Monday, October 25, 2010
Why, in a world in which a million people die every week, is cryonics still a fringe activity? Some fairly novel arguments are made in this piece over at Depressed Metabolism: "in the case of cryonics, the idea is so antithetical to the existing order of civilization that it can it only be advanced by insurgent means. This is so because cryonics overturns the Vitalistic view of life, challenges the conventional definition of death, invalidates the core tenets of contemporary medicine, erodes the need for a mystical afterlife, radically redistributes capital (disrupts inheritance, bequests, and mortuary customs), mandates a complete change in reproductive behavior, perturbs generational succession, [requires] profoundly disruptive technologies such as cloning, regenerative medicine, nanotechnology, artificial intelligence ... [thus] the idea that cryonics was just an extension of medicine and is compatible with religion and existing social and political institutions, while superficially satisfying, is both mistaken and bound to fail. ... It is becoming clearer and clearer that demonstrating the technological feasibility of cryonics is not sufficient for the acceptance of cryonics. ... Cryonics advocates often seem to believe that if they refute the common scientific and technical objections to cryonics (which is not that hard to do because the psychological resistance to the idea prevents critics of checking even the most basic facts about the rationale and practice of cryonics) the social and psychological reservations will take care of themselves.
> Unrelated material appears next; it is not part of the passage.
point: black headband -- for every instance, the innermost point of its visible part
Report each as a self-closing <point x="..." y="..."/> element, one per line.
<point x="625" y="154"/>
This is not just incorrect, such reservations are often the most fundamental."

Monday, October 25, 2010
Aging is the accumulation of damage, and given that life expectancies have increased over time, we'd expect the aged to presently have less biological damage than was the case in the past. This is challenging to measure, however, given the crude state of medical technology in earlier eras. Here is an unusually clear example: "Today's 70-year-olds do far better in intelligence tests than their predecessors. It has also become more difficult to detect dementia in its early stages, though forgetfulness is still an early symptom ... The H70 study provides data on cognitive symptoms that researchers have used to predict the development of dementia, and also to investigate whether the symptoms have changed in recent generations. The study involves a large proportion of 70-year-olds from Gothenburg, Sweden, who have been extensively examined over the years ... Using the test results, we've tried to identify people who are at risk of developing dementia. While this worked well for the group of 70-year-olds born in 1901-02, the same tests didn't offer any clues about who will develop dementia in the later generation of 70-year-olds born in 1930. ... The improvement can partly be explained by better pre- and neonatal care, better nutrition, higher quality of education, better treatment of high blood pressure and other vascular diseases, and not least the higher intellectual requirements of today's society, where access to advanced technology, television and the Internet has become part of everyday life."